I agree with those who have said the "emotion" of dealing with the living can be at least as confronting and difficult as that of dealing with the dead.
While saying that we deal with cases because it's our job is true, I'm not sure it tells the whole story. As an outsider looking in, it's very easy to lose track of the data-gathering and analytical aspects of going to a scene, performing an autopsy, or simply reviewing a report. The more involved you are in the final product -- be it responsibility as a student for answering questions about the case to your attending, as a resident or fellow for answering questions to attendings or sometimes family/police/etc. depending on the case and your supervisors, & preparing reports, or as an attending who is expected to have an answer for everything for everyone -- then the easier I have found it to focus on what I need to figure out rather than getting sidetracked on emotional things.
With the living, I think it's easier to reach a point where you know you can't do anything else EXCEPT get lost in the emotion OR learn to move on to the next patient you CAN help.
In both cases, experience helps.
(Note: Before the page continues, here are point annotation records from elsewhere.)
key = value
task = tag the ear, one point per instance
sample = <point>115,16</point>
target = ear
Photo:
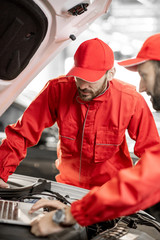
<point>111,73</point>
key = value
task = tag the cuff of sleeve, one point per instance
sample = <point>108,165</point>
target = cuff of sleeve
<point>79,214</point>
<point>4,175</point>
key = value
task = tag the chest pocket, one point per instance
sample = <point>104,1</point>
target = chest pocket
<point>68,140</point>
<point>107,144</point>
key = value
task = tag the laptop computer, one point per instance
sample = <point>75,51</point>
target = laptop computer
<point>14,212</point>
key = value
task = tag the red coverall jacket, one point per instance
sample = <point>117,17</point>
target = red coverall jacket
<point>92,147</point>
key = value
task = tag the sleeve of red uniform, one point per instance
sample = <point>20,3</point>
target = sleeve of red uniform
<point>25,133</point>
<point>133,189</point>
<point>142,127</point>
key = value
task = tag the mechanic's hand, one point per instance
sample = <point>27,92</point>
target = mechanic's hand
<point>45,203</point>
<point>43,225</point>
<point>3,184</point>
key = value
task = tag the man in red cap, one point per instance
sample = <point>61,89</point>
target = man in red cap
<point>93,111</point>
<point>147,63</point>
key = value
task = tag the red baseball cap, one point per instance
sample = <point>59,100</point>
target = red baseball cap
<point>149,51</point>
<point>91,60</point>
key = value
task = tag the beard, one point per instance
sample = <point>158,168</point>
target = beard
<point>155,97</point>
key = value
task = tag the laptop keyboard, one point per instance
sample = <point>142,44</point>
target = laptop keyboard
<point>8,210</point>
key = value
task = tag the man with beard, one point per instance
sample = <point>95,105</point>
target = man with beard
<point>147,63</point>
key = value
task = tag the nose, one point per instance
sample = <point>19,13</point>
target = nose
<point>142,86</point>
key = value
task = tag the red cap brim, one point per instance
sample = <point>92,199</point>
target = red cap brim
<point>131,64</point>
<point>86,74</point>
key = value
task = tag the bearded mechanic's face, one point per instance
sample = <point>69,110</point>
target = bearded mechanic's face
<point>87,90</point>
<point>150,82</point>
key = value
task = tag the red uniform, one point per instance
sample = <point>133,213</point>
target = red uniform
<point>92,147</point>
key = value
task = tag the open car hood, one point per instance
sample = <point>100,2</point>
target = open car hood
<point>33,32</point>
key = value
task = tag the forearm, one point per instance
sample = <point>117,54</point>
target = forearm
<point>133,189</point>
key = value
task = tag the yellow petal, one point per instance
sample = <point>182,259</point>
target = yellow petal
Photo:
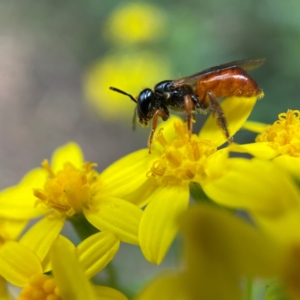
<point>68,274</point>
<point>221,249</point>
<point>70,152</point>
<point>3,290</point>
<point>159,221</point>
<point>256,185</point>
<point>142,194</point>
<point>95,252</point>
<point>46,263</point>
<point>19,203</point>
<point>18,263</point>
<point>40,237</point>
<point>291,274</point>
<point>260,150</point>
<point>236,111</point>
<point>283,227</point>
<point>255,126</point>
<point>125,175</point>
<point>290,163</point>
<point>107,293</point>
<point>167,286</point>
<point>117,216</point>
<point>35,178</point>
<point>11,229</point>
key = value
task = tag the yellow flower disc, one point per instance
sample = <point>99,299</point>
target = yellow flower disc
<point>284,134</point>
<point>184,159</point>
<point>134,23</point>
<point>40,287</point>
<point>69,190</point>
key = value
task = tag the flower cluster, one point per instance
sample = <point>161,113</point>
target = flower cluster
<point>144,199</point>
<point>236,207</point>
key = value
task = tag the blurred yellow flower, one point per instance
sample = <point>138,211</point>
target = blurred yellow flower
<point>279,141</point>
<point>21,267</point>
<point>134,23</point>
<point>221,252</point>
<point>70,188</point>
<point>284,134</point>
<point>129,72</point>
<point>9,230</point>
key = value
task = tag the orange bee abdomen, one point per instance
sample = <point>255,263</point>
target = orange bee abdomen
<point>229,82</point>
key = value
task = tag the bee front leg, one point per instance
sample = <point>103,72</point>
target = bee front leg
<point>164,114</point>
<point>214,105</point>
<point>189,108</point>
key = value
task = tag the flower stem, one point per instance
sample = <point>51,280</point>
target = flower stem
<point>248,288</point>
<point>83,228</point>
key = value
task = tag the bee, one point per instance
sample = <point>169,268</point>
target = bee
<point>199,91</point>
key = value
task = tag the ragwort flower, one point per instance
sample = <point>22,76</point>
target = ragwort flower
<point>135,23</point>
<point>70,188</point>
<point>23,268</point>
<point>9,230</point>
<point>282,138</point>
<point>181,159</point>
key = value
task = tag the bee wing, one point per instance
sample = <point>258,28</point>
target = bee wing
<point>246,64</point>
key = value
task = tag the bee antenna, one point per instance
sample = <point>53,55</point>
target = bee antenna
<point>124,93</point>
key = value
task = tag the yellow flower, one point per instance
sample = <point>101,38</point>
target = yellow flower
<point>21,267</point>
<point>279,141</point>
<point>135,23</point>
<point>178,161</point>
<point>130,72</point>
<point>68,189</point>
<point>220,252</point>
<point>9,230</point>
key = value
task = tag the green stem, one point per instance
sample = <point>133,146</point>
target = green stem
<point>249,288</point>
<point>82,227</point>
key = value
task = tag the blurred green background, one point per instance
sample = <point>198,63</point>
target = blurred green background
<point>58,58</point>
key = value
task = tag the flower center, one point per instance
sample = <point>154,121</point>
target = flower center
<point>284,134</point>
<point>183,160</point>
<point>40,287</point>
<point>70,189</point>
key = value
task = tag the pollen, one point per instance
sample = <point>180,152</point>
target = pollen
<point>183,160</point>
<point>284,134</point>
<point>40,287</point>
<point>69,190</point>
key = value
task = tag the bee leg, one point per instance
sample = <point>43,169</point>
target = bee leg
<point>164,114</point>
<point>189,109</point>
<point>216,109</point>
<point>134,120</point>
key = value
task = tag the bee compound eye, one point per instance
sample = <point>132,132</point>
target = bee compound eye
<point>146,103</point>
The first few forensic cases I was involved with as a junior medical student, I was somewhat startled at how it affected me -- for me, I could sense a little inner balance tilting back and forth between over-objectifying the process and being weirded out emotionally, until after a few cases I felt comfortable both at the autopsy and after I walked away.
It just so happens that medical school offers much more experience with the living than with the dead -- entire classes devoted to giving patients bad news, convincing a pre-teen to trust you enough to tell you they might be pregnant and what to do when that happens, and treating the terminally ill -- so most students all the way to senior attendings are more comfortable with life, all the way TO but not quite AFTER the end of it.
That's not to say that I don't get emotional about cases, to some extent or other. But, I have a lot more to do than dwell on the parts of the case that would normally make me sad, disgusted, or even angry, were it a personal acquaintance or family member.